Following renewed scrutiny in recent years over the sexual abuse allegations against Woody Allen brought by his adopted daughter, it was unclear whether Allen’s latest film, “Rifkin’s Festival,” would get a U.S. theatrical release.

Actors and producers in the United States have increasingly declined to work with Allen, but he has continued to find support in Europe. “Rifkin’s Festival” received backing from Spanish and Italian production companies and premiered at the San Sebastián Film Festival in Spain in 2020.

Starting on Friday, “Rifkin’s Festival” will get a limited run in some theaters in the United States — the list is currently 25 theaters long, according to the movie’s website. The only theater in New York City that is signed up to show the film is Quad Cinema, in Greenwich Village.

It is also available to stream on several platforms, including Amazon Prime Video, iTunes and Google Play.

The sexual abuse allegations against Allen, 86, received a new wave of attention last year after HBO released its docuseries “Allen v. Farrow,” which examined Dylan Farrow’s accusation that he sexually assaulted her at the family’s Connecticut country house in 1992. Dylan and her mother, Mia Farrow, participated in the project, walking the filmmakers through the events of that time, including the prosecutor’s decision not to press charges against Allen to spare Dylan the trauma of a trial.

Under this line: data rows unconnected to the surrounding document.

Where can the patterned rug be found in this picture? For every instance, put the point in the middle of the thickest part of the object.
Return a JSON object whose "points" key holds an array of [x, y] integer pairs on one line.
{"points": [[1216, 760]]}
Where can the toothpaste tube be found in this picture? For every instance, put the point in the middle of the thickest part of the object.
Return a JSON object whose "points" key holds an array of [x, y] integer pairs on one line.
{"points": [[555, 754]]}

Allen, who has long denied the allegations, called the series a “shoddy hit piece” that “had no interest in the truth.”

“Rifkin’s Festival” is about an ex-film professor and struggling novelist who accompanies his publicist wife to a film festival in Spain (the same one that premiered the movie). The husband (played by Wallace Shawn) only goes to keep an eye on his wife (Gina Gershon) and her flirtations with a hotshot director.

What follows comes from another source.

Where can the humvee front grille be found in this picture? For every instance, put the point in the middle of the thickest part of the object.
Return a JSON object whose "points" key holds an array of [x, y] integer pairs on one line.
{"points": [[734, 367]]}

The critic Jessica Kiang reviewed the film for The New York Times after its premiere, and compared it favorably to Allen’s 2019 film “A Rainy Day in New York,” which was dropped by Amazon as scrutiny increased over Dylan Farrow’s allegations and ended up having a limited theatrical run in the United States. (Allen sued Amazon for terminating his four-picture deal; the company settled.)

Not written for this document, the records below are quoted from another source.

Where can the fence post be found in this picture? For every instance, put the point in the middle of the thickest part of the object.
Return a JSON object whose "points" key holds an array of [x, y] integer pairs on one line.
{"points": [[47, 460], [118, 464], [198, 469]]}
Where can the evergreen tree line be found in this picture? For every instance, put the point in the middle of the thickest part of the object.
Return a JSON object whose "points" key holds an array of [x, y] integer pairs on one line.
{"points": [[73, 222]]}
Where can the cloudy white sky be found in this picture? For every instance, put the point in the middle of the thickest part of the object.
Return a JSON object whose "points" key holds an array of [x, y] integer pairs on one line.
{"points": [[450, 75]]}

“‘Rifkin’s Festival’ is far less objectionable,” Kiang wrote, “and though that is praise so faint it needs smelling salts, with latter-day Woody Allen, we must be thankful for small mercies.”

In recent years, some actors have said that they would not work with Allen because of Dylan Farrow’s allegations, but others have come to the director’s defense.

In November, Shawn defended his decision to take the role, writing in an essay in The Wrap that he has been “troubled by the speed with which some of my colleagues in the acting fraternity have distanced themselves from Woody.”

In a recent interview with WGN television station in Chicago, Gershon said she chose to work with Allen because he is a “genius.”

“It serves no one to keep great artists from working, even the alleged victims, right?” she said.

A representative for Dylan Farrow did not comment.

Letty Aronson, Allen’s sister and a producer on the film, did not respond to requests for comment.